Pero la situación es mucho más compleja. La Reserva Federal, en un intento de contener la inflación, podría verse obligada a mantener las tasas de interés elevadas, lo que impactaría negativamente en el crecimiento económico. Los bonos del Tesoro estadounidense han experimentado una fuerte caída y el rendimiento de los bonos japoneses a 10 años ha alcanzado el 2,49%, el nivel más alto desde 1997.

Irán se niega a ceder y ee. uu. amenaza con la fuerza
Irán ha declarado que no permitirá que se implemente el bloqueo, lo que agrava aún más la incertidumbre. Trump ha anunciado que la Armada estadounidense comenzará la operación “con efecto inmediato”, interceptando cualquier embarcación que haya pagado un peaje a Irán para garantizar su paso por el estrecho. Esta medida, que podría cortar el flujo de casi dos millones de barriles diarios de petróleo iraní, es un acto de presión sin precedentes.
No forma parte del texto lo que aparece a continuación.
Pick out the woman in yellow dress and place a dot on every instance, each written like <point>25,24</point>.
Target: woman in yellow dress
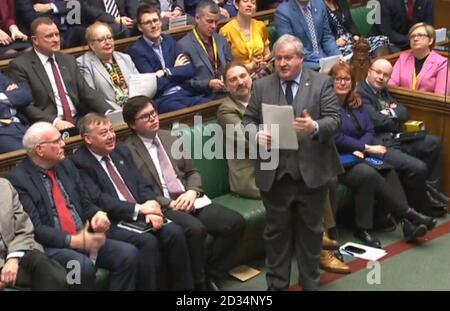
<point>248,38</point>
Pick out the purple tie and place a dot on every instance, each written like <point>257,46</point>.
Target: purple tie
<point>173,184</point>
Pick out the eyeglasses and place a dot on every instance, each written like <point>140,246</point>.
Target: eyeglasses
<point>56,141</point>
<point>103,39</point>
<point>418,36</point>
<point>150,22</point>
<point>339,79</point>
<point>381,73</point>
<point>146,117</point>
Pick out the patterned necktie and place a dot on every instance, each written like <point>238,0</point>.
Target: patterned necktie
<point>410,9</point>
<point>111,8</point>
<point>288,93</point>
<point>67,112</point>
<point>311,28</point>
<point>66,220</point>
<point>118,181</point>
<point>174,186</point>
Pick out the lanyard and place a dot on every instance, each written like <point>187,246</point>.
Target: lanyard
<point>204,48</point>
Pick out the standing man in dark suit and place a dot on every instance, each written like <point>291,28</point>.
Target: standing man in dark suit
<point>177,184</point>
<point>418,162</point>
<point>208,51</point>
<point>60,93</point>
<point>13,97</point>
<point>66,222</point>
<point>397,17</point>
<point>294,192</point>
<point>22,262</point>
<point>115,184</point>
<point>158,53</point>
<point>120,14</point>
Los mercados reaccionaron con cautela al principio, pero la situación se ha estabilizado, aunque se mantiene con cautela. “El mercado se está acostumbrando a las fuertes fluctuaciones en las noticias”, afirma Fabien Yip, analista de mercado de IG International. “Es improbable que los índices vuelvan a tocar mínimos recientes en este momento, pero la situación podría empeorar mucho si Irán toma represalias.”
Además, la temporada de resultados empresariales, que comenzará este lunes con Goldman Sachs, añade otra capa de incertidumbre. Los analistas anticipan un crecimiento del 12% en las ganancias del S&P 500, pero la amenaza de una mayor inflación y el incremento del precio del petróleo podrían poner en riesgo esa proyección.
Jordan Rochester, jefe de estrategia de renta fija, divisas y materias primas de Mizuho Bank, describe la situación como “difícil de fiarse de lo que leemos”. La contradictoria información que llega en cuestión de minutos pone de manifiesto la fragilidad del mercado. Los precios del gas natural europeo se han disparado un 18%, alcanzando los 51,30 euros por megavatio-hora. El oro, que suele ser refugio seguro, ha caído un 0,7%, a 4720 dólares la onza, debido a la expectativa de que los tipos de interés se mantengan altos. El bitcoin también ha retrocedido ligeramente.
En definitiva, la incertidumbre reina. La situación exige un análisis riguroso y una gestión prudente de los riesgos. El mundo observa con atención, temiendo que una escalada descontrolada pueda desencadenar una crisis global.